Egypt’s outlawed Muslim Brotherhood has slammed Tuesday’s confirmed death sentences against some of its leading figures, including deposed president Mohamed Morsi, calling on Egyptians to join an “uprising” on Friday.
In a statement on its official Facebook page, after a Cairo court upheld death sentences against Morsi and 99 others in the Wadi Natroun jailbreak case on Tuesday morning, the Muslim Brotherhood described the trial as a “sham”, and critisised the judges for describing it as being “for the 25 January revolution” that toppled long-time autocrat Hosni Mubarak in 2011.
The Muslim Brotherhood called on Egyptians to protest the verdicts on Friday, in what they described as “a popular uprising”.
Just hours before the trial, in an email to foreign correspondents in Egypt, the Muslim Brotherhood’s press office in London had stressed that a “peaceful approach” was the best strategy in the “revolution against the coup”, referring to the group’s opposition to Egypt’s current regime, whom they accuse of having conducted a military coup to oust democratically-elected Islamist president Morsi from power in July 2013.
On Tuesday, the Cairo court also sentenced Morsi to life in jail and 16 others to death on charges of “conspiring with foreign powers”, including Palestinian group Hamas and Lebanese movement Hizbollah.
Sondos Essam, a former Brotherhood spokesperson and the only woman sentenced to death in the case, slammed the verdicts on her Facebook page.
“The Egyptian judicial system has become completely politicised,” wrote Essam, who was sentenced in absentia and is currently in the UK. “The many hundreds currently sentenced to death have not been afforded the basic protection of their right to a fair trial and due process before an independent judiciary.”
Earlier on Tuesday, Turkey’s President Tayyip Erdogan described the death sentence issued for Morsi as a “massacre of law”.

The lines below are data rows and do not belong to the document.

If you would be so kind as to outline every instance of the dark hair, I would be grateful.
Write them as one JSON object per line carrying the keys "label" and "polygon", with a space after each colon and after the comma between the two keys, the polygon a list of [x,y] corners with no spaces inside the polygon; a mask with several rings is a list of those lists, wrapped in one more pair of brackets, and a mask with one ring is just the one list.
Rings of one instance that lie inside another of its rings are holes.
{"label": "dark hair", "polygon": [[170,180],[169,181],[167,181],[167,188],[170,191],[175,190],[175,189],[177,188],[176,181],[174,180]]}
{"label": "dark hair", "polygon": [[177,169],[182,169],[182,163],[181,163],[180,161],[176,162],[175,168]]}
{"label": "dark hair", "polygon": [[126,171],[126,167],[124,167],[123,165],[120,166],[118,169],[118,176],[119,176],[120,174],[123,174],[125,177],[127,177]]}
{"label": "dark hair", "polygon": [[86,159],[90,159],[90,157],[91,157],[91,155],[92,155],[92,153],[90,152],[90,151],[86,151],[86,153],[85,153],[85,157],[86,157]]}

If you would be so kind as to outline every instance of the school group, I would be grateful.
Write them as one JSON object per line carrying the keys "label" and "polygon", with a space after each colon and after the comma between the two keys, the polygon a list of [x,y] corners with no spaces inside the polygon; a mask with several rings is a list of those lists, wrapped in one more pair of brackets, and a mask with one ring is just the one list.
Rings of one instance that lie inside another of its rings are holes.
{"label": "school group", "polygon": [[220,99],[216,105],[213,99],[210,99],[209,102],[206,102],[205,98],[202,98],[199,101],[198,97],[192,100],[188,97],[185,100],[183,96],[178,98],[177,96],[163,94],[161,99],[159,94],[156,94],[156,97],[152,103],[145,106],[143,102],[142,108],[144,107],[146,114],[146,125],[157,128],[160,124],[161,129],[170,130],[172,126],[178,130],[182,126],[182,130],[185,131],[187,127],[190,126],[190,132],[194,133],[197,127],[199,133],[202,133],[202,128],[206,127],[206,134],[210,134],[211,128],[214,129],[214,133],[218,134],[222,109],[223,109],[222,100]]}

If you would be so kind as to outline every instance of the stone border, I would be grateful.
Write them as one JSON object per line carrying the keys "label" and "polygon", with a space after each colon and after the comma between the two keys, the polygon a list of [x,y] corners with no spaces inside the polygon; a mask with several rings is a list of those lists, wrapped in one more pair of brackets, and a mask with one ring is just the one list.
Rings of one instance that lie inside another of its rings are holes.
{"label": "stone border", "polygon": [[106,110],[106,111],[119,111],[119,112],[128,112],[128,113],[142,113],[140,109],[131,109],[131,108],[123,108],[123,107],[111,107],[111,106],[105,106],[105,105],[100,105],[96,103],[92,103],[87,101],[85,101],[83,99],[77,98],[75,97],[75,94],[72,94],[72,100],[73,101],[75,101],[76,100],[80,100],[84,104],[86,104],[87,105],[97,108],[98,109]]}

“We call on the international community to act to withdraw these death sentences, given under the instructions of the coup regime, and to put an end to this path which could seriously endanger the peace of Egyptian society,” he said in a statement.
Since his ouster in July 2013, Morsi has stood trial for a variety of charges, including inciting violence against protesters in 2012, for which he received 20 years in April, and passing on sensitive information to Qatar, a trial that is still ongoing.
The authorities have detained thousands of alleged supporters of the now outlawed Muslim Brotherhood group since July 2013, and sentenced hundreds to death or life in jail.
Since November 2013, Egypt’s protest law has criminalised public demonstrations held without obtaining prior permission from the authorities.